It was the record that wasn’t supposed to go down. The mark set by the Brazilian that no one else could touch for many years and well into the future. It withstood the “year of the suits”. It withstood many great flyers through the years. Last year, John Dillon broke this record and nearly broke 1:45 in the process. His drop was monumental and the time was scary. John is back, though most are calling him off his game. You might not even notice him, since he didn’t swim the event at NESCACs. Will you notice him come Friday night?
2 times in the top 10 come from February. The rest, they come from midseason. I didn’t turn those around and confused the 2 so let me say that again in another way. 8 of the top 10 times in the 200 fly were set in December. That’s unheard of. In most events we see 2-3 of the top 10 times coming from December, not 8. This, combined with the fact that 8 of those 10 are on teams currently seeded to finish in the top 15, make this event quite a show for the fans. The only other time the 200 fly is a show is when the 10 & unders swim it and you get to watch them try to finish legally.
The top returning swimmer, other than Dillon, is Joseph Pysnik of Kenyon. The junior comes in a second off his entry time in 2010. He didn’t drop much time last year so it’s uncertain if he will get back to that form again this year. Mackenzie Perry, whose name could also be Perry Mackenzie and it would work, which can’t often be said, enters 2.5 seconds faster this year after just being outtouched by Pysnik in finals last season. The top seed in 2011, John Hu, essentially equalled his seed time in prelims which was only good enough for consols. In consols, however, he dropped 1.5 seconds and won the heat. Equaling his season best this time around, which is significantly faster, will get him into the top 8, and then, who knows.

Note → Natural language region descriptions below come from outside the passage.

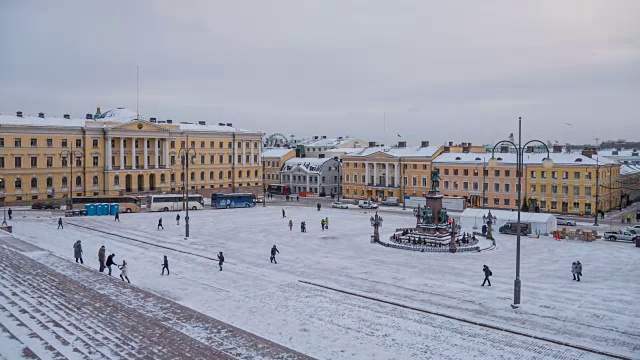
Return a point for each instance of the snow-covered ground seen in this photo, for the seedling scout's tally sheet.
(600, 312)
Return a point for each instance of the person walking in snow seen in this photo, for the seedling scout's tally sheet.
(110, 262)
(77, 251)
(101, 254)
(274, 250)
(487, 273)
(165, 265)
(124, 271)
(220, 260)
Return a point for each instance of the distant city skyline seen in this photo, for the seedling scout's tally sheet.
(460, 71)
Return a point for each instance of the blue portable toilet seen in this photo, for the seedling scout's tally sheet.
(91, 209)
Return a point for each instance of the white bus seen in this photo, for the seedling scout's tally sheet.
(170, 202)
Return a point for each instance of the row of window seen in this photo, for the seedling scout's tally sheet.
(17, 142)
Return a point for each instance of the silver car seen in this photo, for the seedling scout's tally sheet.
(564, 221)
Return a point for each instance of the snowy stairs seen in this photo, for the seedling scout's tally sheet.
(56, 319)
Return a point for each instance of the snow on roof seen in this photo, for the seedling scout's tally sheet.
(30, 120)
(276, 152)
(311, 165)
(510, 158)
(413, 151)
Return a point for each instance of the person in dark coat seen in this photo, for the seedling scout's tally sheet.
(77, 251)
(165, 265)
(487, 273)
(101, 254)
(274, 250)
(220, 260)
(110, 262)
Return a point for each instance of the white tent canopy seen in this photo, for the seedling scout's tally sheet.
(541, 223)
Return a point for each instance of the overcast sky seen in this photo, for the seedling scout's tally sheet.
(439, 70)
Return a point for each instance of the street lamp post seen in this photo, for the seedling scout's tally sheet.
(547, 163)
(376, 222)
(597, 168)
(70, 154)
(186, 156)
(484, 177)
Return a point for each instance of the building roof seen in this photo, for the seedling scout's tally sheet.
(310, 165)
(510, 158)
(404, 152)
(276, 152)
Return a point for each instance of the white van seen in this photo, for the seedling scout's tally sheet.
(366, 204)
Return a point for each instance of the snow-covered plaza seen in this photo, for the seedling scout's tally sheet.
(279, 301)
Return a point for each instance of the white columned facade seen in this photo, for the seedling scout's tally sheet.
(108, 159)
(156, 152)
(121, 153)
(146, 153)
(166, 153)
(133, 153)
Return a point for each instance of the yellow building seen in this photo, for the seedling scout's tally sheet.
(378, 173)
(568, 187)
(273, 159)
(115, 153)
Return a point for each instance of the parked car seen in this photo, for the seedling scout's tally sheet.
(512, 228)
(366, 204)
(635, 228)
(564, 221)
(339, 205)
(620, 235)
(49, 205)
(390, 201)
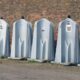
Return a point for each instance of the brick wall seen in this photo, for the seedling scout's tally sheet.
(54, 10)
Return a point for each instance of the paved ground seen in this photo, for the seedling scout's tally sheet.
(22, 70)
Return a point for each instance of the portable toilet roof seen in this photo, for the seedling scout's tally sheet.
(4, 38)
(21, 39)
(67, 50)
(43, 41)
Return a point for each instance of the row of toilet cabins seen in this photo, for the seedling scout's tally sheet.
(39, 45)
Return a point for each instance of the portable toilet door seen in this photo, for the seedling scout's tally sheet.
(43, 41)
(4, 38)
(21, 39)
(67, 51)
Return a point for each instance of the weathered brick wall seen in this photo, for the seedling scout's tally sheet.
(54, 10)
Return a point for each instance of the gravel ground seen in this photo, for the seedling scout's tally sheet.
(23, 70)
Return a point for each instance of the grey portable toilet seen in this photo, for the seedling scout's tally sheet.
(43, 41)
(67, 51)
(4, 38)
(21, 39)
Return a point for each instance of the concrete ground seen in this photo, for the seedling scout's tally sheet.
(23, 70)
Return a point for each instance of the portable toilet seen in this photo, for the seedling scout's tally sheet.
(67, 51)
(4, 38)
(21, 39)
(43, 41)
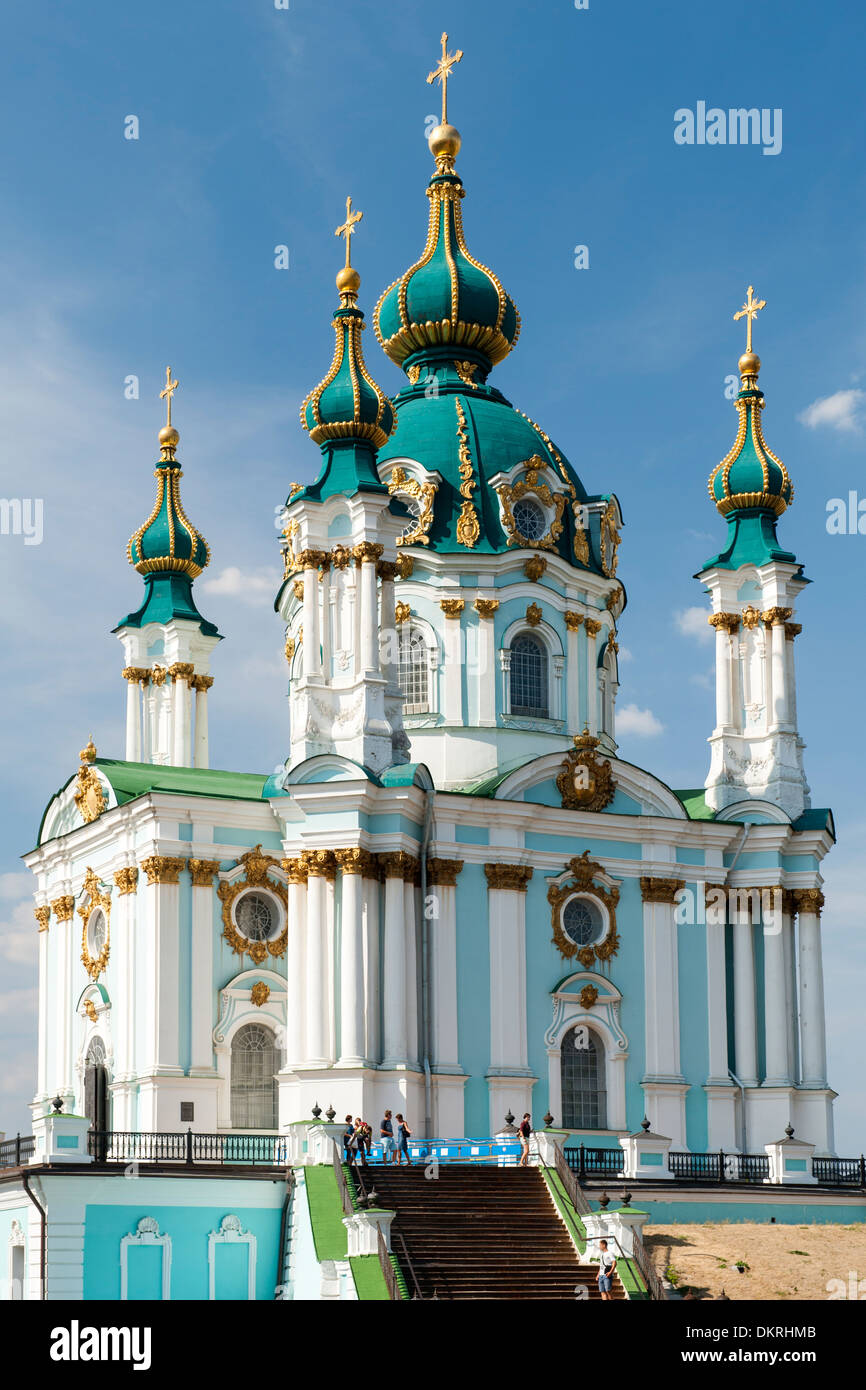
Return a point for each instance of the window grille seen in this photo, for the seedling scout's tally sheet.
(413, 670)
(253, 1086)
(583, 1082)
(530, 679)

Sleeper: Tom Medvecky. This senior has had a spotty history of tapering for NCAAs. This year he posted his best time in December and will show up in Knoxville ready to go. An overlooked finalists from a year ago, Tom comes in seeded 9th but looking to get back into the big heat. With a solid prelims times, the racer in Tom will come out and a top 3 finish is very do-able and would cap off a great career.
Winner: Pat Augustyn. Notre Dame, more like Notre Lame. Or at least that’s what why I assume Pat transferred to Emory. That or he likes attractive women. Either way, he’s been swimming really well all season and is experienced in racing faster competitors in big environment. Look for him to touch first with a 1:47-low.